- The Washington Times - Wednesday, August 18, 2010

One of the falsest attacks President Obama makes about his conservative opponents is that they have proposed not “a single, solitary new idea to address the challenges of the American people.” From the “Roadmap for America’s Future,” authored by Rep. Paul Ryan, Wisconsin Republican, to the series of proposals featured in House Republicans’ “America Speaking Out” series, the political right is awash in creative solutions to contemporary problems.

Now comes the Heritage Foundation with a comprehensive answer to the president’s criticism. Titled “Solutions for America,” the Washington-based think tank’s compilation, released on Tuesday, offers 128 specific proposals spread among 23 policy areas. Some of the ideas are none the worse for being old ones, while others are new, creative and remarkably promising. They would take the country in the direction that the majority of Americans want to go, which is the exact opposite of the direction of Mr. Obama’s agenda.

The guiding theme of “Solutions” is that the majority of Americans quite correctly believe, “The government has too much power, wastes too much money, and cannot be trusted to pursue the right priorities; therefore, it should be smaller in size and more limited in scope.”

Toward that end, Heritage experts propose major changes in welfare-related programs and entitlements. The think tank has identified 71 federal programs as “welfare” and suggests capping their total spending increases at the rate of inflation while treating some of them as loans to be repaid rather than outright grants. That last idea is sensible and new.

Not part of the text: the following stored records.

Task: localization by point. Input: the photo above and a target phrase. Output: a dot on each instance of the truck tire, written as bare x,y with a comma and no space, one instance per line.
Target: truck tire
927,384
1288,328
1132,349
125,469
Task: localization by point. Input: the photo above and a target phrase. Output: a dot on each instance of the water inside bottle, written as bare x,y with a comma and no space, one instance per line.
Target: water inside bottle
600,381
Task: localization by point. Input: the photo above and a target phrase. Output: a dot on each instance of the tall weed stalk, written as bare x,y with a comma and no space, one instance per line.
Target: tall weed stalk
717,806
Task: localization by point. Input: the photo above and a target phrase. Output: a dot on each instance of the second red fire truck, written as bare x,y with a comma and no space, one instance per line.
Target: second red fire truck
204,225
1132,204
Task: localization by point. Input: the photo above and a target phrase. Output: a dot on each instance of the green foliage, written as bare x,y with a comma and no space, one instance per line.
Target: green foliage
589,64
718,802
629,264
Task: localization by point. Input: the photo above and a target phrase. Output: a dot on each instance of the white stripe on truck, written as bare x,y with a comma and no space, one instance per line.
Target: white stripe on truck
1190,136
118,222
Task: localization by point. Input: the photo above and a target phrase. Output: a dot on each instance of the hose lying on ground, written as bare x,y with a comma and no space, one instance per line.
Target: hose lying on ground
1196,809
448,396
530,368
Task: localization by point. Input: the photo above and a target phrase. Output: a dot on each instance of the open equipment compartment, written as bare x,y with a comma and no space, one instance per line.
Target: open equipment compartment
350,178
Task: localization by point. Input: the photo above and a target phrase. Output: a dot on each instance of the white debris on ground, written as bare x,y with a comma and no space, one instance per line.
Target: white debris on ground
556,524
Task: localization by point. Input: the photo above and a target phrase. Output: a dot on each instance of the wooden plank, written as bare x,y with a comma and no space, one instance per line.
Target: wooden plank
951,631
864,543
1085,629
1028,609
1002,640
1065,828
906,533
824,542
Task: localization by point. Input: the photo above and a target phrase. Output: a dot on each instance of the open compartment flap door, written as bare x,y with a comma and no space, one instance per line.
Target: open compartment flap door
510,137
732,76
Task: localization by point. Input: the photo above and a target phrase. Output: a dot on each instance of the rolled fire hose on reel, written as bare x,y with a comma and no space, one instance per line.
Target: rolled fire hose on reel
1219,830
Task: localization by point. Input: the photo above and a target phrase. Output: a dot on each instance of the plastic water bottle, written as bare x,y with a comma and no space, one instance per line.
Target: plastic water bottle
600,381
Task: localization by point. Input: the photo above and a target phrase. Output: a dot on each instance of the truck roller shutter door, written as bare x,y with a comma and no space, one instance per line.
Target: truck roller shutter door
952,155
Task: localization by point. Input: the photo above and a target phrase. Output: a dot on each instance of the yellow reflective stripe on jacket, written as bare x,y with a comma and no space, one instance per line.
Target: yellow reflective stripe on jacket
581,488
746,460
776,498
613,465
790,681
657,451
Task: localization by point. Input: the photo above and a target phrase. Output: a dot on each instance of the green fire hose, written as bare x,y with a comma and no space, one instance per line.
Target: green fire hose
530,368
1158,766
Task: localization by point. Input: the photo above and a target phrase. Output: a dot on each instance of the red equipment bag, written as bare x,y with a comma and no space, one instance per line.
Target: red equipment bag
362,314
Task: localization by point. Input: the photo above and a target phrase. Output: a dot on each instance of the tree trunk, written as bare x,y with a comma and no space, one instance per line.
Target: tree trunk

Entitlement spending, meanwhile, would be subject for the first time to the congressional budgeting process rather than being allowed to grow on autopilot as it always has done.

Heritage would save $47 billion annually by gradually reducing federal worker pay. Right now, federal employees receive compensation that is 30 percent to 40 percent above that of private-sector workers with similar jobs. Discretionary spending again would be made subject to hard limits. Corporate welfare would be eliminated. The death tax and the alternative minimum tax would be abolished. All new regulations would expire at a specific sunset date unless explicitly renewed by Congress. Obamacare would be repealed and replaced with market-based solutions.

At Tuesday’s kickoff event for “Solutions,” Heritage President Ed Feulner explained the urgency of reform: “The federal government has given our grandchildren a $200,000 mortgage - with no house attached to it.” He might have added that this stands in contrast to current Fannie Mae and Freddie Mac policies that effectively give some freeloaders houses worth $200,000 with mortgages they can abandon with impunity. Heritage has a solution for that problem, too: “Abolish Freddie Mac and Fannie Mae and repeal all U.S. government regulatory measures that interfere with mortgage markets.”

Abolish federal agencies that don’t work? Now that is a novel idea. And a good one.